Given our time constraints, we decided to cover the journey in three troop meetings with parents going through the book with the girls at home. In order to meet the award criteria, remain relevant to the journey, and to include a natural progression, I went from individuals (the parts of a plant and emotions) in the first meeting to communities (including ecosystems) for the second.
We began by talking about what an ecosystem works and how easily it can be disrupted. I brought the journey into by discussing the negative effects of yellow lupine, sweet-clover, and the positive effects of sunflowers mentioned in the story. It was fun to watch the girls realize how much they already knew about ecosystems after telling me in the beginning that they didn’t know anything. One of them has a small farm at home and uses their own chicken scat for fertilizer. For this part of the session, I printed out a sheet about Coastal Wetlands and Freshwater Wetlands of Texas, which I found through Texas Parks and Wildlife in their Keep Texas Wild archive.

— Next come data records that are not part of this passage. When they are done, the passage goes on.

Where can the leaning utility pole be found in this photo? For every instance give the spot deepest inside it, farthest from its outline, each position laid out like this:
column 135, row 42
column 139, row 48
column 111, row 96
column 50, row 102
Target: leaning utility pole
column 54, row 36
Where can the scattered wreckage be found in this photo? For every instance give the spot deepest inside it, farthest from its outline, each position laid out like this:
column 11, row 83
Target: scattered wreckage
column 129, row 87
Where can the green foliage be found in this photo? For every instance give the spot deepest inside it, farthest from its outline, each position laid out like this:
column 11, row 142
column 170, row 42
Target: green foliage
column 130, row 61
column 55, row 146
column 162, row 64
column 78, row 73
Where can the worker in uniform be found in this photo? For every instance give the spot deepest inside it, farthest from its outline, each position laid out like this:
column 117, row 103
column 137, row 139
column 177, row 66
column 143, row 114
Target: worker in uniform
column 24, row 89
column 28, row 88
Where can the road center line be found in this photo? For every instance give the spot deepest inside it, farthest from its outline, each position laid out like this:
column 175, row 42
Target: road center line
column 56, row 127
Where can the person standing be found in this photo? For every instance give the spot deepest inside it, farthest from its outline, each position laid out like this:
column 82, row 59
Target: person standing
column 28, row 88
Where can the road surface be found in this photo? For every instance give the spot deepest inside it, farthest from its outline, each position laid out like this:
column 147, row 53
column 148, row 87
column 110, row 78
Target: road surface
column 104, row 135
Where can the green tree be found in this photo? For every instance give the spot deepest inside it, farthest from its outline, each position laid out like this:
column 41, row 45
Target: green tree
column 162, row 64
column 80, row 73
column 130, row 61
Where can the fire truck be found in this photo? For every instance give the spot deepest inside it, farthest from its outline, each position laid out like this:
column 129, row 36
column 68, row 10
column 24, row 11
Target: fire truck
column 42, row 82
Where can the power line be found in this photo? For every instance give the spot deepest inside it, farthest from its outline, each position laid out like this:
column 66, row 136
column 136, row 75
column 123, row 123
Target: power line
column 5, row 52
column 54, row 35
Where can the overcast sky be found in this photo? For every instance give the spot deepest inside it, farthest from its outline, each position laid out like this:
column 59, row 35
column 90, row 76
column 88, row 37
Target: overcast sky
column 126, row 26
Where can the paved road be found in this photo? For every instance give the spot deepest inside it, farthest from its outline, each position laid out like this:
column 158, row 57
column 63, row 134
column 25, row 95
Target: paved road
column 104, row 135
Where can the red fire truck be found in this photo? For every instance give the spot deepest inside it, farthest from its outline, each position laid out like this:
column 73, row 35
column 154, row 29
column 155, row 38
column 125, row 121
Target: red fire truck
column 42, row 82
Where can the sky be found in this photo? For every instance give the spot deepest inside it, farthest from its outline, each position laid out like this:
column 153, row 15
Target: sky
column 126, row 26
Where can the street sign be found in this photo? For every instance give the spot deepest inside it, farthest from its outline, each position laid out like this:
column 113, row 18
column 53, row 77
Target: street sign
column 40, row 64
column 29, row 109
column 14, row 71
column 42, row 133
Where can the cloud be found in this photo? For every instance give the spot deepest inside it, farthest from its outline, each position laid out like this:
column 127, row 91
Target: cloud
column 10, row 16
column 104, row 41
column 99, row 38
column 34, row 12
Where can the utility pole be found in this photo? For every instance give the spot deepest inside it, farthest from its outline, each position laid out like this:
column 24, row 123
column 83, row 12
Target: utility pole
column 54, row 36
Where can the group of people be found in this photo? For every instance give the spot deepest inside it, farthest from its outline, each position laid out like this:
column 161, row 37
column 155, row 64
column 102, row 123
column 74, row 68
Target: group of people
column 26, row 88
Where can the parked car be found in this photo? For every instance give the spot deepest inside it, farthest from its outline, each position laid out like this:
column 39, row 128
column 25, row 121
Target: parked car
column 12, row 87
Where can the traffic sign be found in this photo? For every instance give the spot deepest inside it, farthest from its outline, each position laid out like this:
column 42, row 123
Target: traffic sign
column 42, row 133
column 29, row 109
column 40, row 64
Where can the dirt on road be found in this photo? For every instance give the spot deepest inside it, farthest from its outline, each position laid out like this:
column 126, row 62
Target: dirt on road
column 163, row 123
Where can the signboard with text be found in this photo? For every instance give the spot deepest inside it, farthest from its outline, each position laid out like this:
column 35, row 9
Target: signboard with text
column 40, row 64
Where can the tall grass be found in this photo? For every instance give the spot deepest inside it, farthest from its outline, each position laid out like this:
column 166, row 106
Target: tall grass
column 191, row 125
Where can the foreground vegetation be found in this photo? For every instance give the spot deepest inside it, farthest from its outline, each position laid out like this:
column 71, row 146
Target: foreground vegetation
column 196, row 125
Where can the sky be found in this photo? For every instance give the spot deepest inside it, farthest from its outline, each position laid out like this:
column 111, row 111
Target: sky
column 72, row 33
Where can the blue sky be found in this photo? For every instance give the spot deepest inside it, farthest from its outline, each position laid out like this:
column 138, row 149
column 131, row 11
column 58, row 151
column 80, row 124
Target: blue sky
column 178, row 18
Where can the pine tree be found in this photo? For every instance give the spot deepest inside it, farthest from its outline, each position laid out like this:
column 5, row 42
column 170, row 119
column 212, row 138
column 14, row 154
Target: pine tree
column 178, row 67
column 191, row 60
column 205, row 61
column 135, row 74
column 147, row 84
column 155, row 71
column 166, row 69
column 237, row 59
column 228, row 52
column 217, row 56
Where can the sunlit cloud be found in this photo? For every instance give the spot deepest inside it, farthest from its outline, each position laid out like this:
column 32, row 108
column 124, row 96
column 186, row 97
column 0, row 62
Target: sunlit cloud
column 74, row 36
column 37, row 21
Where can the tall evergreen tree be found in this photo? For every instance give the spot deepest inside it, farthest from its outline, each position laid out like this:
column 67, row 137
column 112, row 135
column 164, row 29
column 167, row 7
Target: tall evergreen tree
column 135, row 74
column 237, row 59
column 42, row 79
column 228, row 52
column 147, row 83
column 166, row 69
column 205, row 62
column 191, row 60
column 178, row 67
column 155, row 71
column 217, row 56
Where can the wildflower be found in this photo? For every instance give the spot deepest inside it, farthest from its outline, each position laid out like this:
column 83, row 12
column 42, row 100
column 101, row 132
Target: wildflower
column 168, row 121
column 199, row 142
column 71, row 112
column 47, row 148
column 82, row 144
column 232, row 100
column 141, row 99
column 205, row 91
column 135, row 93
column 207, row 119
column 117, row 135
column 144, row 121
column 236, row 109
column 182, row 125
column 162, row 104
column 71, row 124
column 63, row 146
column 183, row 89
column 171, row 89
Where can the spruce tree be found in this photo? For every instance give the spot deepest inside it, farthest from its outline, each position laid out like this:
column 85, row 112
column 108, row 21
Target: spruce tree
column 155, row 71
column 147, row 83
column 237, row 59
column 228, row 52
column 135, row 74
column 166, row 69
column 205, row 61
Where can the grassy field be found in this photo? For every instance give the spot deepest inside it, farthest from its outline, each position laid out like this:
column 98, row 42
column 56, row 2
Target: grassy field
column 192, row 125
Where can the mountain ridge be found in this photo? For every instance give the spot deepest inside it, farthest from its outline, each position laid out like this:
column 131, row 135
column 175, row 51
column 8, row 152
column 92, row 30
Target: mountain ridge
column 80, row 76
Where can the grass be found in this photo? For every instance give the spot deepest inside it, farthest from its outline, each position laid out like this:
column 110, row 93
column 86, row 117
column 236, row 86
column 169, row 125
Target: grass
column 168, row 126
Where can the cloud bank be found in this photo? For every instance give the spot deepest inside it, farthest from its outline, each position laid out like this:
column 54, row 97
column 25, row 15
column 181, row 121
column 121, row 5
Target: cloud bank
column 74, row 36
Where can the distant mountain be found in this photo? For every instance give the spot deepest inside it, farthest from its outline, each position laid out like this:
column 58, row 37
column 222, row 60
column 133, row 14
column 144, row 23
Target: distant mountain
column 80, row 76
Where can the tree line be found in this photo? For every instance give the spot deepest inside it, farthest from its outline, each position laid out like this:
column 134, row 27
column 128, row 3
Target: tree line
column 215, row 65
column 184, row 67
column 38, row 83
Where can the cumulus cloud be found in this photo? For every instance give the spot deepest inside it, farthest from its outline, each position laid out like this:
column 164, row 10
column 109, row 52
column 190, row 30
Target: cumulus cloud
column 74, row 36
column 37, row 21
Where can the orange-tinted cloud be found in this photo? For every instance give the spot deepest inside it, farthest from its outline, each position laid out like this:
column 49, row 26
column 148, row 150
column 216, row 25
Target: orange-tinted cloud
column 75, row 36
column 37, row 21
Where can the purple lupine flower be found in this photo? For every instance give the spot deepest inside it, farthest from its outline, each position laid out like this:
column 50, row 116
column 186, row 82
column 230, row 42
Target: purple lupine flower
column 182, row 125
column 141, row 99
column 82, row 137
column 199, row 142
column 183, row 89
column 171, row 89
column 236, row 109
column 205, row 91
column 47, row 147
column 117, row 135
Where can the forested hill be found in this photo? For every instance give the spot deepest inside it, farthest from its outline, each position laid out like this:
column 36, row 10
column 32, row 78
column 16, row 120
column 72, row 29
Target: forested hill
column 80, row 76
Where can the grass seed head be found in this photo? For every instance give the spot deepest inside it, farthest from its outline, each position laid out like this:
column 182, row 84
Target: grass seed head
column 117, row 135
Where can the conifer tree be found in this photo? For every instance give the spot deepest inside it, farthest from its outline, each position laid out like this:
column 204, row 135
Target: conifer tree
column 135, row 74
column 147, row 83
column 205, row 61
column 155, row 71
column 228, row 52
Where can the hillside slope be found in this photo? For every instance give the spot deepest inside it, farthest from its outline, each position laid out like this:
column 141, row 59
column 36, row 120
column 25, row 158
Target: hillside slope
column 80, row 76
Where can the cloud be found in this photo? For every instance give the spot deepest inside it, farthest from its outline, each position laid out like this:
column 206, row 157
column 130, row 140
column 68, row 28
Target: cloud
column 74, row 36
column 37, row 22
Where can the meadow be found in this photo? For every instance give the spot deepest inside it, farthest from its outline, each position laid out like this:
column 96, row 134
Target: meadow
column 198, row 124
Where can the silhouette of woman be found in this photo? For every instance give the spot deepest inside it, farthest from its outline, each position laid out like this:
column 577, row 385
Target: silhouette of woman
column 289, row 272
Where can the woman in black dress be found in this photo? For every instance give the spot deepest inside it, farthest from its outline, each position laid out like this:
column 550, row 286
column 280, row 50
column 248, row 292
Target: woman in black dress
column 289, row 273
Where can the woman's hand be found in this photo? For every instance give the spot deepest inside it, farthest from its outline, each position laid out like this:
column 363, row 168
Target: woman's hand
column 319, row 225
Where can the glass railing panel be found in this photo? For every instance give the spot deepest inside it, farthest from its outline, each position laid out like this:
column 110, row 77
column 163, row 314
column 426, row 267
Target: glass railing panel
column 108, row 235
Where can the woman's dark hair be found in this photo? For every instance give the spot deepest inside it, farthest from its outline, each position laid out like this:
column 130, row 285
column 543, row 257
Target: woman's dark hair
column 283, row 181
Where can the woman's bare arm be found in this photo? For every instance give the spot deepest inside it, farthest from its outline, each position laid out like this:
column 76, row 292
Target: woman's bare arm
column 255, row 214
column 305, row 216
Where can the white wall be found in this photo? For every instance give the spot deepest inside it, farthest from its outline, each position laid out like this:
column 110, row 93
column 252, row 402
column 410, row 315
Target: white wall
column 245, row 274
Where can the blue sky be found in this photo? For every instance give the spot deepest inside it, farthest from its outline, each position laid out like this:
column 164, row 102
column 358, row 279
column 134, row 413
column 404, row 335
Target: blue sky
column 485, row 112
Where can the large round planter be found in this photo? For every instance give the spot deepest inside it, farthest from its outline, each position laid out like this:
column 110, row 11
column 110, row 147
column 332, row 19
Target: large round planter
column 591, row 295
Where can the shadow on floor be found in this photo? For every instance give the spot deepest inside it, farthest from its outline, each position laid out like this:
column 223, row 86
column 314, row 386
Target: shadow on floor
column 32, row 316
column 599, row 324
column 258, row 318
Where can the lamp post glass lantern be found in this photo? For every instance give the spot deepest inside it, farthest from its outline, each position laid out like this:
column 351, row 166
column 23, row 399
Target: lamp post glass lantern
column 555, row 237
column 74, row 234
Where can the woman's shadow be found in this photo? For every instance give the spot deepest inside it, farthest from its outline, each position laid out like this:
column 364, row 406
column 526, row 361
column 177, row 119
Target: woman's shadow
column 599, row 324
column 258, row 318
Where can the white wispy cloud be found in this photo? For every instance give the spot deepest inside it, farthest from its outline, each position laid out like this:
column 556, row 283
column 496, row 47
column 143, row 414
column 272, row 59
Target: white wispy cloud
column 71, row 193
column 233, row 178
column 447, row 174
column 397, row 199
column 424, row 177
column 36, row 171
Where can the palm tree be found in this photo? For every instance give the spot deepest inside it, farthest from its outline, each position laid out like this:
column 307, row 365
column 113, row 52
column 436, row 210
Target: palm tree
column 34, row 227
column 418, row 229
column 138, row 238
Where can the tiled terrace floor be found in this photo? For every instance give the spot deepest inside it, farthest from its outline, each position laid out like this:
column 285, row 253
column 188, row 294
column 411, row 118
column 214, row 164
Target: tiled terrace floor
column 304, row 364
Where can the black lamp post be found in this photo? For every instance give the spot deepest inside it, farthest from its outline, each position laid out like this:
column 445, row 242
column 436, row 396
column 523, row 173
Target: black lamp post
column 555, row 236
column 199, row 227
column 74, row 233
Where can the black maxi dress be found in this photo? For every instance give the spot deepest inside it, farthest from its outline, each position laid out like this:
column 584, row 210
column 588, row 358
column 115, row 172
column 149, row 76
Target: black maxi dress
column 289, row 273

We then talked about how communities work together, each contributing their special skill, and how important that diversity is. We talked about the girls and what they were good at and what they wanted to get better at, earning their Firefly Award.
The Keep Texas Wild resource is definitely one I will return to. It has information on a number of nature topics as well as suggested activities that I will probably use more as I work with older girls, or at least I have more time for in depth attention to a topic.